When someone is living with depression, finding a treatment that actually helps can take time, often through painful trial and error. For some people, that process is even harder: after trying more than one antidepressant at an appropriate dose and duration, symptoms still don’t meaningfully improve. Clinicians call this treatment-resistant depression (TRD), and for patients and families it can feel like running out of options.

We wanted to ask a simple, but surprisingly tricky, question: can you model TRD in a mouse?

TRD in humans is often defined as failure to respond to two adequate antidepressant trials. But what does “adequate” mean in a mouse? In people, treatment can last months. In rodents, depressive-like behaviors induced by chronic social defeat stress (CSDS) may not persist long enough to realistically model that timeline. The biology and the clock don’t align neatly.

So we had to make a decision: do we try to replicate the clinical definition exactly, or do we model the core concept of treatment resistance?

We chose the latter.

After CSDS, we identified susceptible mice using the social interaction test. We then treated one group with fluoxetine (FLX) for 30 days, long enough to approximate chronic SSRI exposure in rodents. About 65% responded. Roughly 35% did not. That number caught our attention: it mirrors the proportion of patients who do not benefit from first-line antidepressant treatment.
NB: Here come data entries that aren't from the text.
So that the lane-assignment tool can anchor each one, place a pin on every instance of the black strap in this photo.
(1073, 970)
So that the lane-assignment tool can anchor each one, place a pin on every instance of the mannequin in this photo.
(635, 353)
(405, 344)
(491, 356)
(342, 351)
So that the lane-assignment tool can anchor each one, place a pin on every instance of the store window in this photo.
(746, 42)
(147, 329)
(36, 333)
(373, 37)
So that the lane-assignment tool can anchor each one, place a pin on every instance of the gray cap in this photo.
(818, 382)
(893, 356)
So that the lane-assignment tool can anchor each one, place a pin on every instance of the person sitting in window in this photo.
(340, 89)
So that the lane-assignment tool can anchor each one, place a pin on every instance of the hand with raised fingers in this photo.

But here’s where the story became interesting. We next gave an acute injection of ketamine to all of the fluoxetine non-responders. In parallel, we gave ketamine to a separate group of susceptible mice that had never received fluoxetine. The results surprised us. None of the mice that received ketamine as a first-line treatment responded at the 4-week post-stress time point. But 50% of the fluoxetine non-responders did respond to ketamine.

Ketamine has repeatedly been shown to reverse stress-induced behavioral deficits in mice when given within two weeks after CSDS. By four weeks, that window may close. We expected ketamine to fail across the board at that later time point.

It didn’t.

Fluoxetine exposure, even when behaviorally ineffective, appeared to “prime” the system to respond to ketamine. That raised a new possibility: perhaps treatment resistance is not simply the absence of drug effect. Perhaps antidepressants still induce molecular changes in non-responders—changes that alter how the brain responds to subsequent treatments.

To explore that idea, we performed bulk RNA sequencing. We wanted to know whether mice that fail to respond to antidepressants share a molecular signature. Are non-responders biologically similar to one another? Or is “treatment resistance” simply noise?

What we found suggests that non-response is not random. There is a transcriptional signature associated with treatment resistance, a pattern that distinguishes mice that fail multiple treatments from those that respond.

Of course, we are cautious. This is still a rodent model. We cannot replicate the full clinical trajectory of TRD, with months-long treatments and washout periods. Single housing our mice is necessary to track fluoxetine consumption, and it adds another layer of complexity because it can be viewed as an additional stressor.

But perhaps modeling TRD does not require perfect replication of the human definition. Perhaps it requires capturing the biological logic: that some individuals fail first-line treatment, some respond to second-line therapies, and that these outcomes reflect underlying molecular differences.

This study began with skepticism: can we really model treatment resistance in rodents? It ended with a more nuanced answer.

Maybe not perfectly.

But perhaps closely enough to start asking the right biological questions.